"I am Theta born. Theta bred. And when I die, I'll be Theta dead."
I find sororities fascinating because they're so paradoxical. The bond of sisterhood and friendship is very affirming, very feminist; but the upholding of stereotypical gender norms and extreme femininity is kind of the opposite of feminism. Naturally, whenever I find something fascinating, I try to read about it as much as I can. PRETTY, NASTY, LOVELY is the second sorority-themed book I've managed to get my grubby mitts on. The first was called RUSH, and it was straight-up chick-lit that captures perfectly the party culture mentality of the mid-2000s. PRETTY, NASTY, LOVELY, on the other hand, is a thriller cast in the mold of Megan Abbott's girl noir fiction.
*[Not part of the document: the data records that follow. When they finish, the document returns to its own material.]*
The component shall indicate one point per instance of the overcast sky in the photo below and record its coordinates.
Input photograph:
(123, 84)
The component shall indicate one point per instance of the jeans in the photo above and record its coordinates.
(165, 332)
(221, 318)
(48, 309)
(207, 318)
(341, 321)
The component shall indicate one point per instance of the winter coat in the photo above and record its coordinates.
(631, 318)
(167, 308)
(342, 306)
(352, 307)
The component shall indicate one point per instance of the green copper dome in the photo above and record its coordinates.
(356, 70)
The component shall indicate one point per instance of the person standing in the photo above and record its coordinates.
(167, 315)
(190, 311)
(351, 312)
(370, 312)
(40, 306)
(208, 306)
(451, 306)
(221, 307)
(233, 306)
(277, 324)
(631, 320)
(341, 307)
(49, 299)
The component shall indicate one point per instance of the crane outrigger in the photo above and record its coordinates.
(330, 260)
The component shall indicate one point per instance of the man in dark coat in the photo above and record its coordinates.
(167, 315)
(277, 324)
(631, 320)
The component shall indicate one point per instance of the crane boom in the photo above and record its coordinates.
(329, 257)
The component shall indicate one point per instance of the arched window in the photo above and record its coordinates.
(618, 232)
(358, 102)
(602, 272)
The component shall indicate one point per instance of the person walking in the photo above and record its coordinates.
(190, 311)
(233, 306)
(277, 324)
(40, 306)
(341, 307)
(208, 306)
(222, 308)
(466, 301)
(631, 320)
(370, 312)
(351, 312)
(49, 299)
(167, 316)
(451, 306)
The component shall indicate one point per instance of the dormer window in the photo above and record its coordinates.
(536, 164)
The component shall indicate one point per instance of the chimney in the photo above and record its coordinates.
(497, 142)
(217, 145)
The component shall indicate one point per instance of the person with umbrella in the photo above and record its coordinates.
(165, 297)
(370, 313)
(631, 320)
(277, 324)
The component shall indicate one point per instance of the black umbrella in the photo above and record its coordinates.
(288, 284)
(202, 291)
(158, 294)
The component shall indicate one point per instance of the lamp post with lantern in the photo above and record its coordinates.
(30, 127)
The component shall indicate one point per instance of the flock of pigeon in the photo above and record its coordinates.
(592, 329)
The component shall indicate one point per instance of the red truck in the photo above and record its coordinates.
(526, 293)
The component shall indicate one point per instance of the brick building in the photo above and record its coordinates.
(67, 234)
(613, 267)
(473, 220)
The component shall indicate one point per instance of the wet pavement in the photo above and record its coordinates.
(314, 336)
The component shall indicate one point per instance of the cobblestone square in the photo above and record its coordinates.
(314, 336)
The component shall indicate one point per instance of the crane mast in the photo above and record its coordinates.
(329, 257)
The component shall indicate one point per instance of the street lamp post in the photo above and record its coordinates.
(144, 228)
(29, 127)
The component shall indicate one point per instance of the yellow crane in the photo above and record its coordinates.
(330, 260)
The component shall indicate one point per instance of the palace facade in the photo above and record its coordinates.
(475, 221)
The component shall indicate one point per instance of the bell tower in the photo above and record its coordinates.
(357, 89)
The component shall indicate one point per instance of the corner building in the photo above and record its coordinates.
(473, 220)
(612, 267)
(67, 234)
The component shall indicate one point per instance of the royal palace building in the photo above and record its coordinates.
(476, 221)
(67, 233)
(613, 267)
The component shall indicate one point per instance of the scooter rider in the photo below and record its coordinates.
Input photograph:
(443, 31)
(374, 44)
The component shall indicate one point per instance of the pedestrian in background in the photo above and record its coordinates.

Emma Danelski joined a sorority because she was looking for that bond of sisterhood. She sort of found it, but only with the other outcasts; her relationship with the other girls is fraught with tension and a sense of betrayal. She was courted during Rush, only to be shoved aside as soon as she began paying her dues. Not only that, but Emma quickly realizes that the other girls have problems of their own that run the gamut from eating disorders to blackmail, and have no time for her own issues. And Emma does have issues. She is guarding a terrible secret that some of the other girls lord over her, and that secret threatens to come to light when one of her sisters, a troubled girl named Lydia, is found dead.
Everyone thinks it's suicide. But is it, really?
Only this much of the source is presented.